China has won its first Nobel Prize for literature, thanks to a writer who is said to merge folk tales, history and the contemporary with "hallucinatory realism".
Mo Yan, one of China's leading writers, focuses on what he calls the darkness and ugliness of 20th century Chinese society.
"The prize was won on merit, but it does fall into the category of another example of China emerging as a great power," said Sky's Foreign Affairs Editor, Tim Marshall.
"Mo Yan is the first Chinese citizen to win the literature prize and his stories offer a window into Chinese life.
"Chinese intellectuals are sometimes said to have a 'Nobel complex', and they will be overjoyed at this cultural recognition."

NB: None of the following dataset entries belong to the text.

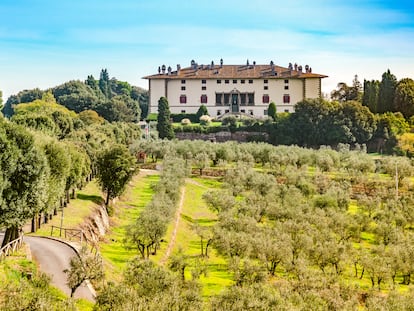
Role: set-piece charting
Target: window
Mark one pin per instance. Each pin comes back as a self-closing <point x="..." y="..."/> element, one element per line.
<point x="243" y="99"/>
<point x="219" y="98"/>
<point x="227" y="99"/>
<point x="250" y="97"/>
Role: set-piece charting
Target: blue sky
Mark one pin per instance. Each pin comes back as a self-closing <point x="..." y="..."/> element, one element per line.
<point x="44" y="43"/>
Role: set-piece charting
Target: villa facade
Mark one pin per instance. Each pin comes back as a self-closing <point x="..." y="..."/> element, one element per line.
<point x="247" y="88"/>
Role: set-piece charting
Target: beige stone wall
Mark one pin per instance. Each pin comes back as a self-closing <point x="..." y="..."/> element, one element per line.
<point x="157" y="90"/>
<point x="312" y="88"/>
<point x="297" y="89"/>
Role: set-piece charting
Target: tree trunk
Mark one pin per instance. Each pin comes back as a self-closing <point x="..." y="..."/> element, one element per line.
<point x="207" y="245"/>
<point x="33" y="225"/>
<point x="10" y="235"/>
<point x="107" y="199"/>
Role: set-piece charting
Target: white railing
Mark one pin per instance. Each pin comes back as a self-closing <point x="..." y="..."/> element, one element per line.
<point x="11" y="247"/>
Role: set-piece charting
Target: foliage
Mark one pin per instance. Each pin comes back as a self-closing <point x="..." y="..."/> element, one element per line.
<point x="345" y="93"/>
<point x="23" y="186"/>
<point x="386" y="92"/>
<point x="404" y="97"/>
<point x="116" y="167"/>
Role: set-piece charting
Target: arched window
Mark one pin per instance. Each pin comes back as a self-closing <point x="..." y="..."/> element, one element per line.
<point x="183" y="99"/>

Marshall added: "Mr Mo's prize will no doubt be celebrated in the official Chinese media to a far greater degree than that of Liu Xiabo who won the peace prize in 2010 and who remains the world's only jailed Nobel peace laureate."

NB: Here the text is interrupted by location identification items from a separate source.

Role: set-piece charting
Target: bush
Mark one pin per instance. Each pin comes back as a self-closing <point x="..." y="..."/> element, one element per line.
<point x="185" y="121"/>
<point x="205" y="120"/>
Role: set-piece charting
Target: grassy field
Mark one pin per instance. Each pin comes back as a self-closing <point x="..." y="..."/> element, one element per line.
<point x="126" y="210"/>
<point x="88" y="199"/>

The 57-year-old author's real name is Guan Moye. His pen name means 'don't speak' in Chinese.
Mr Mo is better known abroad for his 1987 novella Red Sorghum, which is a tale of the brutal violence that plagued the countryside of eastern China during the 1920s and 30s.
His last novel, Frog, gave a searing depiction of China's 'one child' policy and the local officials who ruthlessly implement it with forced abortions and sterilisations.
Mr Mo has managed to avoid running into serious trouble with the Communist Party, helped by his position as vice-chairman of the state-sanctioned Chinese Writers Association and his support of official policies on art and culture.